Asking “why” a specific event like a person’s illness or a plant’s extinction happened is a core part of being human. From the time we are children we seek explanations for events, both to satisfy our curiosities about the world and to understand how to behave within it. Causal explanations are vital to many fields including medicine (for diagnosis), law (to determine responsibility), and science (to understand biological and environmental processes).
Despite the importance of explanation for all of these purposes, most research efforts focus on type-level causes (e.g., aggregating data to find causes of a disease) and there is no current approach that can reliably explain everyday events. Computational methods are mainly theoretical, psychological studies use unrealistic set-ups disconnected from everyday life, and philosophical theories do not consider how people reason about causality. Computing and philosophy have lacked extensive validation of token causality frameworks against human understanding, leading to methods that conflict with human intuitions.

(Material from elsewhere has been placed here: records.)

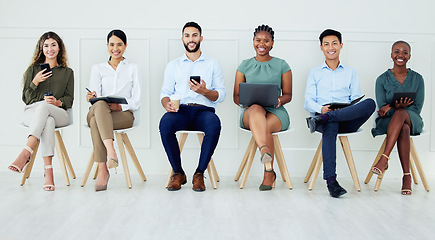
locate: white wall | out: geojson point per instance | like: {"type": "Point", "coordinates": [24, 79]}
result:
{"type": "Point", "coordinates": [154, 31]}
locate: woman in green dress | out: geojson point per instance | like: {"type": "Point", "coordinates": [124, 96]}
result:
{"type": "Point", "coordinates": [402, 120]}
{"type": "Point", "coordinates": [262, 122]}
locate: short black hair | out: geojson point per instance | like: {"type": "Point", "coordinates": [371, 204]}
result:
{"type": "Point", "coordinates": [265, 28]}
{"type": "Point", "coordinates": [401, 41]}
{"type": "Point", "coordinates": [330, 32]}
{"type": "Point", "coordinates": [192, 24]}
{"type": "Point", "coordinates": [118, 33]}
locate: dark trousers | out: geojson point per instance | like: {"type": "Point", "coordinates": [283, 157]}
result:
{"type": "Point", "coordinates": [195, 118]}
{"type": "Point", "coordinates": [344, 120]}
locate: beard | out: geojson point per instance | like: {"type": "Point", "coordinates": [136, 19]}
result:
{"type": "Point", "coordinates": [198, 45]}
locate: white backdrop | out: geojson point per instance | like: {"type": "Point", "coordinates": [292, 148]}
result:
{"type": "Point", "coordinates": [154, 30]}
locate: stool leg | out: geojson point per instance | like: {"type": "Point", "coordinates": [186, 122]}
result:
{"type": "Point", "coordinates": [319, 162]}
{"type": "Point", "coordinates": [314, 162]}
{"type": "Point", "coordinates": [419, 166]}
{"type": "Point", "coordinates": [350, 162]}
{"type": "Point", "coordinates": [248, 166]}
{"type": "Point", "coordinates": [133, 156]}
{"type": "Point", "coordinates": [245, 158]}
{"type": "Point", "coordinates": [123, 159]}
{"type": "Point", "coordinates": [61, 157]}
{"type": "Point", "coordinates": [88, 169]}
{"type": "Point", "coordinates": [381, 150]}
{"type": "Point", "coordinates": [279, 157]}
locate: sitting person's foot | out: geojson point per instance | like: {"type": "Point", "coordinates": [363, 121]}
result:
{"type": "Point", "coordinates": [313, 123]}
{"type": "Point", "coordinates": [48, 178]}
{"type": "Point", "coordinates": [198, 182]}
{"type": "Point", "coordinates": [406, 184]}
{"type": "Point", "coordinates": [102, 178]}
{"type": "Point", "coordinates": [381, 166]}
{"type": "Point", "coordinates": [22, 160]}
{"type": "Point", "coordinates": [177, 180]}
{"type": "Point", "coordinates": [268, 181]}
{"type": "Point", "coordinates": [335, 189]}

In this project we aim to advance causal explanation by uniting philosophy, computer science, and psychology. We bridge these areas to develop a rigorous approach to identify token causes that is consistent with and inspired by human behavior. We will: 1) conduct extensive studies with human subjects to inform and validate our theories and algorithms, 2) develop a new theory of and algorithm to identify token causes, 3) develop an interactive system for causal explanation, and 4) organize an interdisciplinary conference on causal explanation.
Our work will address a core question of human reasoning and lead to a novel approach to token causality, grounded in philosophy and psychology. The methods developed and insights from the project will support practical applications in medicine, law, environmental science and other areas, and will lay the foundation for new understanding of blame and moral responsibility.